Le Conseil d’État a rejeté ce mercredi les recours en référé déposés par les chaînes C8, NRJ12 et Le Média, qui n’avaient pas été sélectionnées cet été par l’Arcom, le régulateur de l’audiovisuel, lors de la procédure de réattribution des fréquences de la TNT. La plus haute juridiction administrative française a estimé que la condition d’urgence n’était « pas remplie ». Cependant, cette décision en référé ne signifie pas que les requérants ont perdu toute possibilité de recours. En effet, le Conseil d’État a décidé d’examiner le dossier au fond, tenant compte de l’importance des questions soulevées.
Le Conseil d’État actionne la procédure de « passerelle »
Face à la complexité et à la gravité des enjeux, le Conseil d’État a activé la procédure dite de « passerelle », qui lui permet de traiter un dossier de manière accélérée, mais au fond. Cela signifie que, bien que la procédure d’urgence n’ait pas été retenue, l’affaire ne s’arrête pas là. Le Conseil d’État prévoit d’examiner les recours de manière approfondie et rendra une décision sur le fond d’ici la fin du mois de novembre.
Le contexte : la réattribution des fréquences TNT en 2025
L’été dernier, l’Arcom avait dévoilé sa sélection préliminaire pour la réattribution de 15 fréquences de la télévision numérique terrestre (TNT), prévue en 2025. Parmi les chaînes non retenues figurent C8, propriété du groupe Canal+ de Vincent Bolloré, et NRJ12, appartenant à NRJ Group. Le Média, une webtélé de gauche radicale, n’a pas non plus été sélectionné. À la place, deux nouveaux acteurs feront leur entrée sur le marché de la TNT : OFTV, qui appartient au groupe Ouest France, et RéelsTV, une chaîne du groupe CMI France, détenu par le milliardaire tchèque Daniel Kretinsky.
Les chaînes sélectionnées ne pourront néanmoins commencer à émettre qu’après avoir signé de nouvelles conventions avec l’Arcom, ce qui devrait se finaliser d’ici la fin de l’année 2024. Cette réattribution des fréquences TNT est cruciale, car la TNT, lancée en 2005 en France, reste un mode de réception de la télévision essentiel pour près de 20 % des foyers français.

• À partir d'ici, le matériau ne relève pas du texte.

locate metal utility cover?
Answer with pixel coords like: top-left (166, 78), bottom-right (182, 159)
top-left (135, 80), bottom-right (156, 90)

La bataille juridique en cours
Dès l’annonce de la décision de l’Arcom en juillet, NRJ Group, propriétaire de NRJ12, a saisi le Conseil d’État afin de contester l’exclusion de sa chaîne. Peu après, C8 a suivi cette démarche. La chaîne, qui cumule 7,6 millions d’euros d’amende en raison des controverses liées à son animateur vedette Cyril Hanouna, a fait valoir dans un communiqué une situation « particulière au regard des enjeux économiques, sociaux et concurrentiels » pour une chaîne existant depuis près de deux décennies. Canal+, maison-mère de C8, s’est montrée particulièrement préoccupée par les répercussions que cette exclusion pourrait avoir sur l’avenir de la chaîne.
Le Média, de son côté, dénonce une décision qu’il juge politique. La chaîne, qui se revendique de la gauche radicale, voit dans cette exclusion un signal inquiétant concernant la pluralité des voix dans le paysage audiovisuel français.
Une affaire aux répercussions politiques
La réattribution des fréquences TNT ne se limite pas à un enjeu purement économique pour les groupes audiovisuels concernés. Cette décision a également pris une dimension politique. Le député de la France Insoumise (LFI), Aurélien Saintoul, rapporteur d’une commission d’enquête sur la TNT, a critiqué le choix de l’Arcom de retenir la candidature de CNews, une chaîne accusée par des politiques de gauche de diffuser des idées proches de l’extrême droite, accusations que CNews rejette.
La chaîne, qui fait également partie du groupe Canal+ de Vincent Bolloré, suscite des débats quant à son rôle dans le paysage médiatique français, particulièrement à l’approche des échéances électorales majeures.
L’avenir des chaînes non retenues
La bataille juridique se poursuit, et le verdict attendu du Conseil d’État sur le fond en novembre sera déterminant pour l’avenir des chaînes concernées. Une décision en leur faveur pourrait bouleverser les équilibres actuels et remettre en question les choix de l’Arcom. En attendant, C8, NRJ12 et Le Média continuent à plaider leur cause, espérant obtenir gain de cause avant l’échéance de 2025.